Thanks man... Did not realize it was that easy. Testing/tweaking and maintaining stability seems to be the only issue. 

" *The Unlocking Process
In terms of unlocking your “defective” cores, the process is actually very simple.

Enter BIOS. 
Set Automatic Clock Calibration (ACC) or Nvidia Core Calibration (NCC) to AUTO.
CRUCIAL step for Asus and Gigabyte owners : Enable "Unleashing" or change "EC Firmware" mode to "Hybrid" 
Reboot. *"


----------



## Rataru101 (Aug 12, 2008)

Very cool. I'm now the proud owner of a Quad core CPU. Im so happy right now. :spinning:


----------



## shotgn (Aug 10, 2008)

Make sure you run OCCT, At least for half a day to ensure system stability


----------



## Rataru101 (Aug 12, 2008)

Im running this (CPU Stability Test description, System Resources Tune-Up. Downloads List By All Time Popularity | PCWorld - PCWorld) looks like just a generic stability test. 

What is OCCT?


----------



## shotgn (Aug 10, 2008)

OCCT (OverClock Checking Tool) 3.0.0 download from Guru3D.com

I have never used the one you posted. So i cannot comment on it. Looks fine tho.


----------



## Rataru101 (Aug 12, 2008)

Cool, after this I'll grab that and do another 12hrs. 

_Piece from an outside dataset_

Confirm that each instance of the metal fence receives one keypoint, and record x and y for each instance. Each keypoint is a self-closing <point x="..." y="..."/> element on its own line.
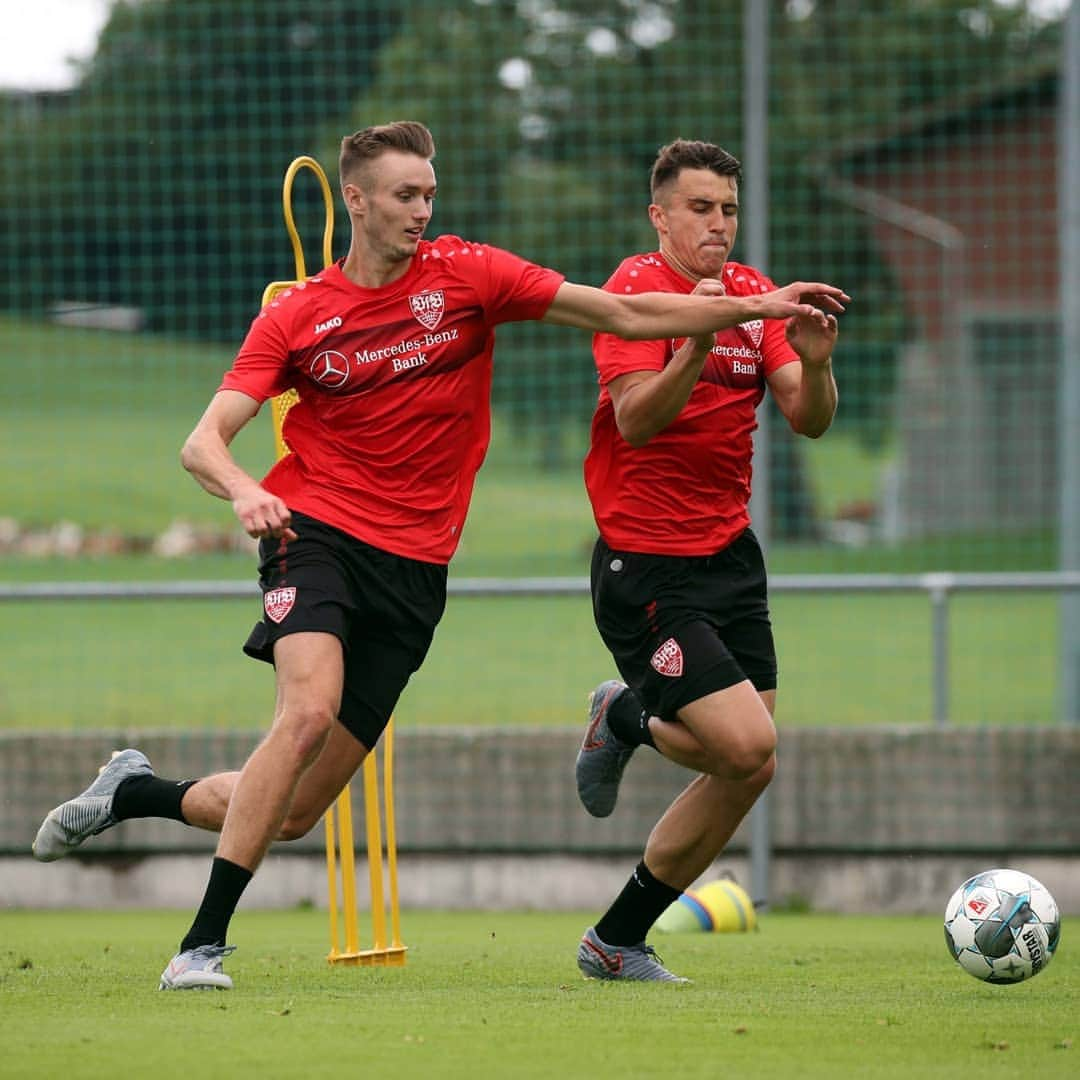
<point x="921" y="154"/>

The one im using seems to be doing just fine. Im running Speedfan along side it and all for cores are maxed out and seem stable thus far at steady 49C. (120F) Not sure now though as I am back at work. I did the unlock while I went home for lunch. (Yea that easy) 

Beleive it or not, the ACC has been staring me in the face for the past 6 months. My load up screen has been telling me to push "4" to enable ACC.... Went into BIO's anyway just to make sure "unleashed" was also enabled. 

Hope my computer isnt on fire right now... =/

Thanks to both of you. Now, to begin my research on OC... This should be fun.


----------